A serious problem has arisen for Bank of Scotland with enforcing loans originally advanced by ICC. It seems that some, if not all, property loans from ICC could only be enforced if a seal was placed on the deed of the property, by the bank. But guess what? The rules under which BoSI operates – set out in its Memorandum and Articles of Association – don’t require the bank to have a seal and it seems it doesn’t have one!
This whole mess was recently aired in the High Court in Dublin – judgment here just now published. It relates to Foley’s Bar at 1 Merrior Row Dublin 2 which was security for a loan originally advanced by ICC in 1981. About €4m is now outstanding to BoSI which bought ICC in 2001 from the Irish state. BoSI had a receiver appointed late last year, and the pub was marketed for sale by CB Richard Ellis – brochure here – but the borrowers went to court to claim the appointment was invalid. And after six months, a court judgment means David O’Connor, the receiver, has been “stood down” and the borrowers have recovered possession of their pub.
Because the judge in the case, Judge Gilligan ruled that the term of the original loan between The Merrow Limited/Belohn Limited and ICC relating to foreclosure, required that foreclosure be effected through placing the ICC seal on the deed. BOSI hadn’t done this and the reason? BOSI said its “Memorandum and Articles of Association it is not required to have a seal and therefore it is not possible for the Bank to have executed the Deed of Appointment of the Receiver under seal, as to do so would be in breach of its Memorandum and Articles of Association.”
Now, BOSI seems to have two remedies, it may appeal the High Court decision and/or it may alter its Memorandum and Articles of Association, but for the time being, BOSI is exposed to a wave of legal action from other borrowers to whom it has had receivers appointed and current receiverships may be doubtful, though it should be remembered that this issue has arisen in the context of ICC’s loans only.
The pub owners, ultimately Sean Foley and his wife Sherry Yan who control the two companies, The Merrow Limited and Belohn Limited, have taken back possession, have succeeded in having an interim examiner appointed to the pub and the matter returns to the courts shortly where full examinership will be sought. The judgment in March 2013 was reported in the old media – for example here and here – but its implication for other ICC loans was not examined.

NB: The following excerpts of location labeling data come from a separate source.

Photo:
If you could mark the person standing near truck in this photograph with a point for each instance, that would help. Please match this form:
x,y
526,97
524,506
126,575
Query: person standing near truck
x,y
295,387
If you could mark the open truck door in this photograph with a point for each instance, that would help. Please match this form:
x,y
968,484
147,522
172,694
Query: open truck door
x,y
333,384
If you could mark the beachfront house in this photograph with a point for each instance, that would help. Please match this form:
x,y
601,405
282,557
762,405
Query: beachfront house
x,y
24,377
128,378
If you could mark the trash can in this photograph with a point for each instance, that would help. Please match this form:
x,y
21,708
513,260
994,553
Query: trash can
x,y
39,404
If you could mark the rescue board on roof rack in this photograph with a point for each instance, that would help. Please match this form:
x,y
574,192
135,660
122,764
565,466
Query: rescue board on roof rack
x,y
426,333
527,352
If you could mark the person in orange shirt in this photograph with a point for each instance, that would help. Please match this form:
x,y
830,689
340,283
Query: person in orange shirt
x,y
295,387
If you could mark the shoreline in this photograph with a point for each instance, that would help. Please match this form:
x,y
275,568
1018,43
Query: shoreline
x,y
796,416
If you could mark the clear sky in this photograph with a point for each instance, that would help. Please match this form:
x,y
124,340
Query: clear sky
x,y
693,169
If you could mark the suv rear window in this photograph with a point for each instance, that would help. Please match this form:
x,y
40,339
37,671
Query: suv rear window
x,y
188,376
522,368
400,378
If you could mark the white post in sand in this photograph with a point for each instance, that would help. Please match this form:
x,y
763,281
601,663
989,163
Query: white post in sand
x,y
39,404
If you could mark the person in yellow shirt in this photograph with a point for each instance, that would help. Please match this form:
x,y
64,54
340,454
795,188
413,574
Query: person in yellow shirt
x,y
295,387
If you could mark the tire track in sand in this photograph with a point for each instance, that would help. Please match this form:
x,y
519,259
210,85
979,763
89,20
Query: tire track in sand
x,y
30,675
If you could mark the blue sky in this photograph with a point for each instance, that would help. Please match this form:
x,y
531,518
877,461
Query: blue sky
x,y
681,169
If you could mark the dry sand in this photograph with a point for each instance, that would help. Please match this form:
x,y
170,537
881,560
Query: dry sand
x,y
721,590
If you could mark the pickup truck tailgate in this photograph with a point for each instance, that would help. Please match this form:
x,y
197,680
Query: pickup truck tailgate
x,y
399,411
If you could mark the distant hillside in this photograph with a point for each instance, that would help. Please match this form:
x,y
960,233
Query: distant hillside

The borrowers were advised by Lansdowne Francs, accountants and debt advisers, based in Dublin and Belfast, and Seamus Sutcliffe from Lansdowne has said that he believes in 2012 alone, 15 companies may have had receivers appointed based on ICC loans and debentures. The judgment in March 2013 is believed to be the first time in the Irish courts that a receivership was successfully overturned, though as we have seen with the original NAMA appointment of receivers to the Grehans, it is not the first time that receivers have been stood down.